Baca juga: Basarnas, KNKT, dan BPPT Ikut Cari Kapal Selam KRI Nanggala-402, KSAL Juga Pantau
Maka dari itu, dia melihat Indonesia terpaksa bergantung dengan fasilitas seadanya dalam melakukan pencarian, seraya menunggu bantuan dari negara-negara sahabat.
"Saat ini perlu koordinasi fokus pencarian dengan menggunakan sumber daya dalam negeri."
"Dan juga bantuan dari Australia, Singapura dan Malaysia yang direncanakan baru akan sampai Hari Sabtu besok."
"Jadi pengerahan seluruh kemampuan deteksi bawah air, harus dilakukan pemerintah dan TNI pada saat kritis ini," tuturnya.
Mohon Doa
TNI AL masih mencari keberadaan kapal selam KRI Nanggala 402 yang hilang kontak di perairan Bali pada Rabu (21/4/2021).
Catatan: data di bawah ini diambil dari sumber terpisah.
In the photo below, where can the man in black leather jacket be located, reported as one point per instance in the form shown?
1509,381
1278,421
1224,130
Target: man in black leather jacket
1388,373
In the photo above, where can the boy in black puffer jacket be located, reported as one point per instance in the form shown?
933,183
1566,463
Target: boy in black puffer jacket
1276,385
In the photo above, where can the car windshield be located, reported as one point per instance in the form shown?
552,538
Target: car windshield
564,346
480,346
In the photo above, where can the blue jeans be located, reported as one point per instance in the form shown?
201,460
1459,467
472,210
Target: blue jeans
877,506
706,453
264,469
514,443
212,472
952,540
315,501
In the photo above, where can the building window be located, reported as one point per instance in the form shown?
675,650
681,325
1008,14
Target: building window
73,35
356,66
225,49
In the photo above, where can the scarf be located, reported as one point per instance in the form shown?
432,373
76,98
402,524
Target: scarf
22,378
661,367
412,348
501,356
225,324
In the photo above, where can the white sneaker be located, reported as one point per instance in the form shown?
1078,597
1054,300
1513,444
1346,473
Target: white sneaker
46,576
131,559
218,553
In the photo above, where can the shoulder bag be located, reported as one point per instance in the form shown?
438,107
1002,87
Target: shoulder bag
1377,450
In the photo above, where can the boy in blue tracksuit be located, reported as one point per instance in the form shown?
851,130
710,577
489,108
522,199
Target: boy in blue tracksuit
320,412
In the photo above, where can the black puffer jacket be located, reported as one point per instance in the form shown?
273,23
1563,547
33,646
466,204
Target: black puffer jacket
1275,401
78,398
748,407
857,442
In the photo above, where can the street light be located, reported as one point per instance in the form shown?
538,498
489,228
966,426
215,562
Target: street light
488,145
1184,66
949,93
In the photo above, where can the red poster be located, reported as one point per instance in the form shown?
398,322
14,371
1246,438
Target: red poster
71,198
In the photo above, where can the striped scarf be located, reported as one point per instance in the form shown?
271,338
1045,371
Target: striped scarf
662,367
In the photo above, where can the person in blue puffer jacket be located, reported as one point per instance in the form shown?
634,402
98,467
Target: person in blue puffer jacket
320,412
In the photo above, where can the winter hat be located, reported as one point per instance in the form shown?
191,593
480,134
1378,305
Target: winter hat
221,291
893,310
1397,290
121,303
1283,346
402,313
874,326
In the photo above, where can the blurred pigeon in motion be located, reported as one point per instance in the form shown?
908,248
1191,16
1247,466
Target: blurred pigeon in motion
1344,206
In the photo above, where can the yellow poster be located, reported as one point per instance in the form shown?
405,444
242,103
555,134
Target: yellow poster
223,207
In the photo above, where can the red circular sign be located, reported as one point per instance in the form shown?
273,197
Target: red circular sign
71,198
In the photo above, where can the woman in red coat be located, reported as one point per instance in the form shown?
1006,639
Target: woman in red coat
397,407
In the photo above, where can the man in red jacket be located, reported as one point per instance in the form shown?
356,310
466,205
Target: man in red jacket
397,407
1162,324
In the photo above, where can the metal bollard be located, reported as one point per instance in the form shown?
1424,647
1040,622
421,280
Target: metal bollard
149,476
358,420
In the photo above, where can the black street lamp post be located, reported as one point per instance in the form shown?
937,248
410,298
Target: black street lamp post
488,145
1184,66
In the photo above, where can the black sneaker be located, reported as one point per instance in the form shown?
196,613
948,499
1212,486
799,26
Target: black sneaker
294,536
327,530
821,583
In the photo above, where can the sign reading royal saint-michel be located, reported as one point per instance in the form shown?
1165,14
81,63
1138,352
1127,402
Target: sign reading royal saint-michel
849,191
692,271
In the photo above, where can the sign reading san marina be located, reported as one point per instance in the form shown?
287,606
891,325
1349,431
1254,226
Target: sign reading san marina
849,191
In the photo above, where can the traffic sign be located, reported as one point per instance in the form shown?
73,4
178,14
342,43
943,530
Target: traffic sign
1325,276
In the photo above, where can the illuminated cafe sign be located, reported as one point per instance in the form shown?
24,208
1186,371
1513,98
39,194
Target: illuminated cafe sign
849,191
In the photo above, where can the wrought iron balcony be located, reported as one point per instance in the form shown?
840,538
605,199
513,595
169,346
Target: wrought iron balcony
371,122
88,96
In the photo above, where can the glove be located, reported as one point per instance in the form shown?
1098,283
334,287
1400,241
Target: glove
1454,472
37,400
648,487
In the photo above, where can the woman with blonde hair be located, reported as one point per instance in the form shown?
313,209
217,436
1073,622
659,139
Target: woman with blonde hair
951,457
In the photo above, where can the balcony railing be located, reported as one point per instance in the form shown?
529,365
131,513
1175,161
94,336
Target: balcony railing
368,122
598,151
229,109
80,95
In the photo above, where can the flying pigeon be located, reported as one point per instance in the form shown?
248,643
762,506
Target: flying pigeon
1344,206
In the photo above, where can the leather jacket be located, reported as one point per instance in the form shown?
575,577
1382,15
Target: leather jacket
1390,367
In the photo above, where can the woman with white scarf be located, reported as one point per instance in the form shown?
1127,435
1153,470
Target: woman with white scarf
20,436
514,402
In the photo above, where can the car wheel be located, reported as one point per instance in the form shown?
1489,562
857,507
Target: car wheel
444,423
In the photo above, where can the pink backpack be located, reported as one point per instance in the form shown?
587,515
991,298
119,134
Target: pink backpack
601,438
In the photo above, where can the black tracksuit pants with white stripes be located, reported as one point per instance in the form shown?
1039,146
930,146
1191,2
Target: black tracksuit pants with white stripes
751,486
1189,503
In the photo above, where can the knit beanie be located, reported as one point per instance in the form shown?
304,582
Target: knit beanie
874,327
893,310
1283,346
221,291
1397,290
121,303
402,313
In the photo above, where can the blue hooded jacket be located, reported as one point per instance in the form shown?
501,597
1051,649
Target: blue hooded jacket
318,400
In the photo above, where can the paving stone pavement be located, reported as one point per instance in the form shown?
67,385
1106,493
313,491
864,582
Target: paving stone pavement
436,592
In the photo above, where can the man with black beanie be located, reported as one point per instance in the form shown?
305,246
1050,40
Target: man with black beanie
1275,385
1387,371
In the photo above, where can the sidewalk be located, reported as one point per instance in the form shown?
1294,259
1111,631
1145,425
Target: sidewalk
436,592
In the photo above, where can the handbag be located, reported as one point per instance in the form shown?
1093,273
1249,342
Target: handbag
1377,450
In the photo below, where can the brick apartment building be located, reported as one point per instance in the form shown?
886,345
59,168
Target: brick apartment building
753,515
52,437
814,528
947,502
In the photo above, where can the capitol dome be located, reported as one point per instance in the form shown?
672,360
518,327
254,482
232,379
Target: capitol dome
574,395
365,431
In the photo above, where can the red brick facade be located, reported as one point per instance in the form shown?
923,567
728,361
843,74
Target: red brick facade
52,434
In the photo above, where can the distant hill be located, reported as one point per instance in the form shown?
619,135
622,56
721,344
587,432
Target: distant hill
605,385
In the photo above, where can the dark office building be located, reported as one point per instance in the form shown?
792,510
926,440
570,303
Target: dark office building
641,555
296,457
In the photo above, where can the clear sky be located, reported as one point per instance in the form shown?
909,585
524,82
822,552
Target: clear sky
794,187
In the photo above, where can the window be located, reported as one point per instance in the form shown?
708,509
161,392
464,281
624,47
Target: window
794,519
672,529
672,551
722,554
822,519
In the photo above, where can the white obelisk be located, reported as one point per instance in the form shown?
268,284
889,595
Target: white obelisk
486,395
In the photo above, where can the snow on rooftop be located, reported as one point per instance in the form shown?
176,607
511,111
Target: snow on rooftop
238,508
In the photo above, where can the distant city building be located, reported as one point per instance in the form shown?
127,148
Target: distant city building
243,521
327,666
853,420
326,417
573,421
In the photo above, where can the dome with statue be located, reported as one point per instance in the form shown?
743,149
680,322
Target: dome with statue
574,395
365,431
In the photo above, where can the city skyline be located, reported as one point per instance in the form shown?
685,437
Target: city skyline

Kadispenal Laksma TNI Julius Widjojono mengatakan, saat ini jajaran TNI AL masih mencari keberadaan kapal selam KRI Nanggala 402, di sekitar lokasi tumpahan minyak di posisi awal kapal tersebut menyelam di perairan Bali.
Ia mengatakan pihaknya belum bisa memastikan kondisi 53 awak di dalam kapal selam tersebut.
Baca juga: Persempit Ruang Gerak, Polisi Minta Imigrasi Cabut Paspor Jozeph Paul Zhang
"Mengenai kondisi ABK tadi belum dapat dipastikan."
"Proses pencarian masih berlangsung."
"Areanya sudah berdasarkan tumpahan minyak kemarin," kata Julius dalam tayangan di Kompas TV, Kamis (22/4/2021).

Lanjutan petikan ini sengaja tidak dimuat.